En 1995, los ciudadanos de Quebec votaron en contra de independizarse de Canadá en un referéndum sobre ese punto convocado previo acuerdo entre el Gobierno federal y el regional. La provincia canadiense tenía y tiene rasgos similares a los de Cataluña, un idioma propio, una participación en el PIB de la economía nacional del orden del 20%, una población algo mayor que la del Principado y un potente movimiento separatista, motor de la secesión. Los independentistas perdieron por un estrecho margen la consulta pero ésta tuvo un impacto negativo sobre la región de mayoría francófona del que no ha logrado recuperarse. Durante los últimos dieciocho años, el crecimiento de la economía, del PIB per cápita y del empleo han sido inferiores a su evolución en el resto del Canadá.

De entrada, el anuncio de la convocatoria del referéndum se tradujo en una rápida salida de personas, de capitales y de empresas desde Quebec hacia otras zonas del territorio canadiense, en especial, hacia Ontario. Como dato relevante cabe señalar que, en 1995, año de la consulta, la inversión en la provincia cayó un 12% respecto a la registrada en 1994. La dinámica de deslocalización de factores de producción no se invirtió después de la derrota de los independentistas entre otras cosas porque, a pesar de haber perdido el plebiscito, han mantenido, lo que ha generado una permanente incertidumbre sobre la evolución futura de la Provincia y ha debilitado su atractivo para la ubicación en su territorio geográfico de actividades productivas.

Por otra parte, la política lingüística desplegada por el partido nacionalista quebequés ha tenido consecuencias económicas no buscadas ni deseadas. En concreto, Quebec muestra una creciente incapacidad para atraer capital humano de alta calidad-productividad ante la barrera idiomática que supone el uso del francés. Esta restricción fáctica a la inmigración se traduce también en un estancamiento de la población en la provincia francófona, lo que constituye un elemento adicional de freno a su desarrollo. En otras palabras, la lengua se ha convertido en un lastre para impulsar un aumento del PIB potencial basado bien en el incremento de la productividad bien en la acumulación de factor trabajo bien en una combinación equilibrada de ambas variables.

A pesar de todo, los resultados socio-económicos de Quebec no han sido desastrosos por una sola razón: La secesión no se llevó a cabo. La Provincia sigue integrada en Canadá y, por añadidura, en el Tratado de Libre Comercio con EEUU y México, lo que le permite acceder a sus principales mercados, situación insostenible de haberse convertido en un Estado independiente. Dos ejemplos paradigmáticos ilustran la dependencia quebequesa del paraguas canadiense. El textil que es la principal industria quebequesa sobrevive por un sólo motivo, los altos aranceles proteccionistas concedidos por el Gobierno federal a Quebec y sus granjas suministran la mitad de la leche a la industria láctea canadiense. Hace falta un ejercicio de imaginación portentosa para creer factible mantener ese estatus comercial si Quebec estuviese fuera de Canadá.

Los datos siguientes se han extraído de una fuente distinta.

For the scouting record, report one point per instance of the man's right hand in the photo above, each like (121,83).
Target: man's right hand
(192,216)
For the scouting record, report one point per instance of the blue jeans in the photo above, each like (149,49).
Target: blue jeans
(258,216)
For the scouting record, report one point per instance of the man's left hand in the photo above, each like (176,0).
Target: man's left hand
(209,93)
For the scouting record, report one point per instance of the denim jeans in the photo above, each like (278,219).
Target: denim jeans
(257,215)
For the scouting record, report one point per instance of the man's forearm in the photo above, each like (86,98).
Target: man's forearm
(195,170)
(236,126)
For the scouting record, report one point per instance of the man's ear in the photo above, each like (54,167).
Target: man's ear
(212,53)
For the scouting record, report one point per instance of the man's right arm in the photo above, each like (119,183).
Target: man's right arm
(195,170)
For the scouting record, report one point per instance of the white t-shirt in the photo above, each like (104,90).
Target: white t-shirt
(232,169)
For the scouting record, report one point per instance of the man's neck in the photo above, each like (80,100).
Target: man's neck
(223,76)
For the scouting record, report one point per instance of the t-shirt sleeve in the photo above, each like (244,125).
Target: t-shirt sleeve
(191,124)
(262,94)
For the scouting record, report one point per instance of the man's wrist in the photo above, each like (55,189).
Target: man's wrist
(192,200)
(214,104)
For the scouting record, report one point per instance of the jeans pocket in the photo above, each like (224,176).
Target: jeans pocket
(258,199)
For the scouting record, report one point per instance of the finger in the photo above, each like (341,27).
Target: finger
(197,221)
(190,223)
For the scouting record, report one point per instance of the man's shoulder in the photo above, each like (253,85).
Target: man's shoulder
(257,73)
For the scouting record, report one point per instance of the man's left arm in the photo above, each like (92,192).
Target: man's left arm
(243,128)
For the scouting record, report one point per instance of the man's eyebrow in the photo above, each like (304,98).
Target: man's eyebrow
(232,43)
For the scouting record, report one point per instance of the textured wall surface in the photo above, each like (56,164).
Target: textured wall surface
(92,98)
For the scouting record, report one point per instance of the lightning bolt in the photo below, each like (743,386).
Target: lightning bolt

Por otra parte, la independencia de la Provincia pondría en peligro su permanencia en la unión monetaria que hoy constituye Canadá. Si Quebec pudiese usar el dólar canadiense como lo hace ahora, el Gobierno del antiguo Dominio Británico no tendría capacidad de garantizar la solvencia de su sistema financiero, salvo que las instituciones crediticias quebequesas estuviesen sometidas a la supervisión-regulación del Banco de Canadá, lo que privaría al nuevo Estado de soberanía en ese terreno. Ante este panorama se abriría otra posibilidad, la dolarización unilateral de la economía de Quebec, lo que forzaría al Gobierno de Quebec a generar superávits permanentes en su balanza de pagos por cuenta corriente o a incrementar su endeudamiento externo para adquirir el volumen adicional necesario de dólares canadienses para sostener las transacciones monetarias de su economía.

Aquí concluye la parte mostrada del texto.